Due to their potent anti-HBV activity, induction of APOBEC/AID is considered a promising antiviral strategy for potentially curing CHB patients. Intracellular expression of cytidine deaminases in the liver can be induced by different agonists, including interferon alpha (IFN-α)17, IFN-γ32, IFN-λ33, lymphotoxin-β receptor agonist17, and others. Otherwise, APOBEC/AID can be transcriptionally controlled by dCas-based molecular activators (CRISPR activation systems, CRISPRa)19,31,34. CRISPRa enables precise activation and tunable control of target gene expression and monogenic or simultaneous activation of several antiviral factors35. Typically, CRISPRa consists of a nucleolytically dead Cas9 protein (dCas) recruited to the regulatory regions of genes via single-guide RNA (sgRNA)36,37. Either dCas9 or sgRNA could also harbor units that mediate activation of transcription34.

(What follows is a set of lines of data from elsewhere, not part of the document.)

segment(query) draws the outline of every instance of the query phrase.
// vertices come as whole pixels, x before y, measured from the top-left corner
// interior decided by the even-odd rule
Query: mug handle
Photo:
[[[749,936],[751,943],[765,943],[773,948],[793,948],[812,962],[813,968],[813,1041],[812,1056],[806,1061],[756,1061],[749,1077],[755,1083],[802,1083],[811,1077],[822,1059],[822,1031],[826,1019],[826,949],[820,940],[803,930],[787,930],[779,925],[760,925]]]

HBV’s interactions with innate immunity are complex18; HBV is frequently regarded as a stealthy virus that evades immune recognition38, and a resistant one as it is only moderately sensitive to the IFN-α antiviral response39. Some evidence indicates active countering of innate immunity by the virus (via STAT1 signaling40, TLR2 recognition41, etc.). In this study, we demonstrate the existence of another type of mechanism: saturation of APOBEC/AID factors with their primary target, HBV rcDNA. This “background defense” is provided by the vast overabundance of HBV rcDNA compared to 0–50 intracellular copies of cccDNA and by the preference of APOBEC/AID for single-stranded DNA. We demonstrate that transcriptionally inactivated cccDNA is more efficiently deaminated by APOBEC/AID than the transcriptionally active form. Reducing HBV rcDNA with a reverse transcriptase inhibitor or HBV-specific siRNA markedly enhances cccDNA deamination by APOBEC/AID. This positions HBV rcDNA as an important player in viral suppression mechanisms. However, our results indicate that A3A and A3B, which were not shown to deaminate the host genome in some previous studies, deaminate the host genome when rcDNA is depleted. A3C, A3D and A3H demonstrated weak rcDNA deamination and did not exhibit cccDNA-deaminating properties, but A3C and A3H increased antiviral activity of anti-HBV siRNA. At the same time, we did not detect off-site deamination by A3C, A3D, or A3H in a limited set of cancer-related genes.